En 2006, bien avant leurs disputes, Lil Wayne et Birdman s'aiment beaucoup. Ils s'aiment même très fort, à en croire une vieille photo qui, cette même année, refait surface et les montre en train de se bécoter, en habits blancs et dans un décor de mafieux. Questionné sur ce geste, l'homme-oiseau ne se décontenance pas. Il rappelle tout bonnement qu'il considère le jeune Dwayne Carter comme son fils. L'explication est étrange, embrasser ses enfants sur la bouche n'étant pas nécessairement un geste ordinaire. Mais enfin, ce rapport filial semble bel et bien au cœur de leurs relations. C'est en tout cas ce que met en avant leur album commun. Intitulé Like Father, Like Son, son but est de montrer le dévouement de Birdman pour son protégé, et la reconnaissance de Lil Wayne pour son patron, mentor et père de substitution.
Tel est en tout cas le thème du morceau éponyme, Lil Wayne y dit toute l'admiration qu'il a pour son protecteur, pendant que l'autre professe des leçons de gangstérisme. C'est parfois très creux, comme avec cet introductif "Loyalty". Sur une musique qui évoque celle de Scarface, ce moment, le premier d'une série d'interludes délivrés par un parrain d'opérette, accumule les clichés grotesques sur la loyauté du gang. Mais si Birdman, toujours aussi puant, joue entre deux cris de mouette son numéro habituel de Tartuffe gangsta, Lil Wayne, lui, semble y croire. Il est extatique, il est possédé, il fait preuve d'un enthousiasme juvénile communicatif.

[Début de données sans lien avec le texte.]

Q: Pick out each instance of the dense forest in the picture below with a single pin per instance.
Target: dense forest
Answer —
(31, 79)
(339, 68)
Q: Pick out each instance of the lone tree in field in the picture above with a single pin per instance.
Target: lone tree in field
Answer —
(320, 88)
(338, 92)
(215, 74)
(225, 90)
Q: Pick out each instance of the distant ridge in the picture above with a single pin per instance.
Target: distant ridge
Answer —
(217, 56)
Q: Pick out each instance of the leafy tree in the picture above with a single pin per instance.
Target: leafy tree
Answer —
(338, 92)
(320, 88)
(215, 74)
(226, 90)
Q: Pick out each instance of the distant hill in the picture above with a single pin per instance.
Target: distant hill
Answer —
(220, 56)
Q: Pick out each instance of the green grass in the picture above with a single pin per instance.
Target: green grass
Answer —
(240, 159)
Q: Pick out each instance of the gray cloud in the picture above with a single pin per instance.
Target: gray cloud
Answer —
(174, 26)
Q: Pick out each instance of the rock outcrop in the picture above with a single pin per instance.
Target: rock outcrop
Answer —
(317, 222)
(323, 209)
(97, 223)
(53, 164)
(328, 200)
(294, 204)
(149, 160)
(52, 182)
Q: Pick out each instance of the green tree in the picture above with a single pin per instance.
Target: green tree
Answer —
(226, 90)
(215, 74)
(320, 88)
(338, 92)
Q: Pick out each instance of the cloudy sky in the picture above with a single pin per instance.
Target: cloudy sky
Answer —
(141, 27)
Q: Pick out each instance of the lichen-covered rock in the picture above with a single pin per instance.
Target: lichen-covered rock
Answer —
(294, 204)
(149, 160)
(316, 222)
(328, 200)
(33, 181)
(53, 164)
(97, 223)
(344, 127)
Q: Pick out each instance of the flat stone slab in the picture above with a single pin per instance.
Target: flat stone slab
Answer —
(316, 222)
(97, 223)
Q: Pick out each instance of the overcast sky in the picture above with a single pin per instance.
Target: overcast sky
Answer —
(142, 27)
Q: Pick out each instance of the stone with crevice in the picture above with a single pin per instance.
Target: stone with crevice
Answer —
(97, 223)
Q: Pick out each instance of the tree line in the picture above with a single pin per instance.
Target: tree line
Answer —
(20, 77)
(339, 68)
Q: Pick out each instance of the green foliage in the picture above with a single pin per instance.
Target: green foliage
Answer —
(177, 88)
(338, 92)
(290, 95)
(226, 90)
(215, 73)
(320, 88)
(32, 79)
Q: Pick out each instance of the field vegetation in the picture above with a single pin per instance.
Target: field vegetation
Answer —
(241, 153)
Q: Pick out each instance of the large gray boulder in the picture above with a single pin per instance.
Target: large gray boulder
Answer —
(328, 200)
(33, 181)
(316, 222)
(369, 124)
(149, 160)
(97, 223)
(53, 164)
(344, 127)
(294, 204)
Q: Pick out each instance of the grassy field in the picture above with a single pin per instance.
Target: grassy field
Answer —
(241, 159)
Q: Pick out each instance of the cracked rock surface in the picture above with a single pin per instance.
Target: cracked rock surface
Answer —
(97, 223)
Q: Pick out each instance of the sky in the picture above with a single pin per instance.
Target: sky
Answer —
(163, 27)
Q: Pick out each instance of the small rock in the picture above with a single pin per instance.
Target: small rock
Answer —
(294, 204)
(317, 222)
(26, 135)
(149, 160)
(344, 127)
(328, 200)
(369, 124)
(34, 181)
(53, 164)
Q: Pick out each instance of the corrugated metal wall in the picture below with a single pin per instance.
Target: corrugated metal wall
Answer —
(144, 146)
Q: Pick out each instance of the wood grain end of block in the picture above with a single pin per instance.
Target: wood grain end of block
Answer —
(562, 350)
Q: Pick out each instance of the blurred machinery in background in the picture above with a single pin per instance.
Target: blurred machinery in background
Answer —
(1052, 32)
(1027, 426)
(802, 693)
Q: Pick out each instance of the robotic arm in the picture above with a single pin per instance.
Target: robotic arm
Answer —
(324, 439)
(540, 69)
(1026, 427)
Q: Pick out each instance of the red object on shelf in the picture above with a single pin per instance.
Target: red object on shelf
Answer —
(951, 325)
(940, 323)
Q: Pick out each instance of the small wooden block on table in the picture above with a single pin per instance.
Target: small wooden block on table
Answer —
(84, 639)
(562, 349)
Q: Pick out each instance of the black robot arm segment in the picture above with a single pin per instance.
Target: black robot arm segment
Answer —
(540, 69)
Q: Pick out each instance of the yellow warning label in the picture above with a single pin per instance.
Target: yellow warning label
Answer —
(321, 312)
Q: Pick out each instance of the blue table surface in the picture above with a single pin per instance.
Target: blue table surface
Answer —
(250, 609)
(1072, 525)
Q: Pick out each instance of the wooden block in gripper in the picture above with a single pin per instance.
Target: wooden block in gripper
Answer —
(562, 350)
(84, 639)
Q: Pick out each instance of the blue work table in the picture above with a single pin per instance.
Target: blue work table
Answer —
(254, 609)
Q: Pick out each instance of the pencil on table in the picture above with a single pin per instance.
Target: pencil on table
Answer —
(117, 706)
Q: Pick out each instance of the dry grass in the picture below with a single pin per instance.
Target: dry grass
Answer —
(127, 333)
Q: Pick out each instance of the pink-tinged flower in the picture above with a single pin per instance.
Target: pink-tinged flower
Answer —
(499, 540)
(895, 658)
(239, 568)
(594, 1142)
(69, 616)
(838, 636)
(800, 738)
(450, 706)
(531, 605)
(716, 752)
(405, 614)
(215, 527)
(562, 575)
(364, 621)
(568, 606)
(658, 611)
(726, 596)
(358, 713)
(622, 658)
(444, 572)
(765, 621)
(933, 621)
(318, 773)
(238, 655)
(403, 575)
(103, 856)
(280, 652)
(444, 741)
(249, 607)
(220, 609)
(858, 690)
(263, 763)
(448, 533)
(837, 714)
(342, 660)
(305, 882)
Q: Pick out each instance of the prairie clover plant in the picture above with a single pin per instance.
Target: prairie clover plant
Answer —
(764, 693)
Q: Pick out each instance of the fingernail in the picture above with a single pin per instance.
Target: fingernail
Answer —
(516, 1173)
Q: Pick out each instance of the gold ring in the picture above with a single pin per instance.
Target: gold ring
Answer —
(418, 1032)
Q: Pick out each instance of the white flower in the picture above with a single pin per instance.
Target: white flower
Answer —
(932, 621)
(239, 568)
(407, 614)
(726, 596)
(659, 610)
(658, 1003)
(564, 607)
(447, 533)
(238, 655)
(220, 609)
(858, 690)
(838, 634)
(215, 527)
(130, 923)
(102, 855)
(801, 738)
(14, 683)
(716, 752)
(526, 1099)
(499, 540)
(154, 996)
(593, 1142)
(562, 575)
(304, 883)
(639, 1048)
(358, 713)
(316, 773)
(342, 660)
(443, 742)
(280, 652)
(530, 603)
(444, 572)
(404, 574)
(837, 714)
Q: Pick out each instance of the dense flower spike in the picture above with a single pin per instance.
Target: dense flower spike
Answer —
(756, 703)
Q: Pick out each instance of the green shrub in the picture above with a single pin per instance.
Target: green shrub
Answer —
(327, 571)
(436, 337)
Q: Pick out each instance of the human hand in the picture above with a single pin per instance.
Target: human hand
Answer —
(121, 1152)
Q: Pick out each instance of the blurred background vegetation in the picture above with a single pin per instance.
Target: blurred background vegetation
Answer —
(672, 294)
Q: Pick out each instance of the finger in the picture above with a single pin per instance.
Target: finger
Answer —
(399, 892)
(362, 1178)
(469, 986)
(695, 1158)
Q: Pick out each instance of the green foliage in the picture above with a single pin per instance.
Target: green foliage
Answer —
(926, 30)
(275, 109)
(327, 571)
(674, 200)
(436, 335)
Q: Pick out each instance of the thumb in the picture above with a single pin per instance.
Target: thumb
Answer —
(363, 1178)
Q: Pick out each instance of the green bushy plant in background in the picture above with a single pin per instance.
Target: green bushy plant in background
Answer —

A vrai dire, on n'entend même que lui, cette sortie ayant pour atout de sortir au sommet de sa carrière, au moment où, entre les volumes 2 et 3 de la série Tha Carter, sur de multiples apparitions, ainsi que sur mixtapes, il est en feu. C'est un projet rempli presque exclusivement de tubes, avec tous les avantages d'une œuvre grand public (une production solide de T-Mix avec des contributions de Scott Storch, des invités de première classe comme Rick Ross, Fat Joe, Tha Dogg Pound et Starlito), sans aucune ou presque de ces incartades habituelles destinées à contenter toutes les audiences (les morceaux R&B sirupeux, les passages politisés à la "Georgia... Bush" qui, sur Dedication 2, a émoustillé les mormons du rap respectable…).
Bien au contraire, avec sa musique scintillante, avec ses morceaux entrainants, avec tous ces titres enjoués annoncés par les synthés virevoltants du single à succès "Stuntin' Like My Daddy", avec les orgues fières sur "Over Here Hustlin'" et sur "All About That", avec les guitares funky de "1st Key" et de "Leather So Soft", avec la trompette de carnaval de "Know What I’m Doin’", avec les fausses cordes de "Get That Money", et avec tout à la fois sur "No More", avec aussi ses thèmes (l'argent, le luxe, le succès, un peu de sexe et la marijuana sur "High" et "Cali Dro"), c'est du vrai Cash Money. C'est du pur rap sudiste, c'est la vraie musique de la Nouvelle-Orléans, délivrée par son meilleur représentant. Avec une telle constance qu'aujourd'hui, pile entre Tha Carter II et Tha Carter III, et peut-être même au-dessus, Like Father, Like Son mérite un statut de classique, et une place de choix dans la discographie très riche de Lil Wayne.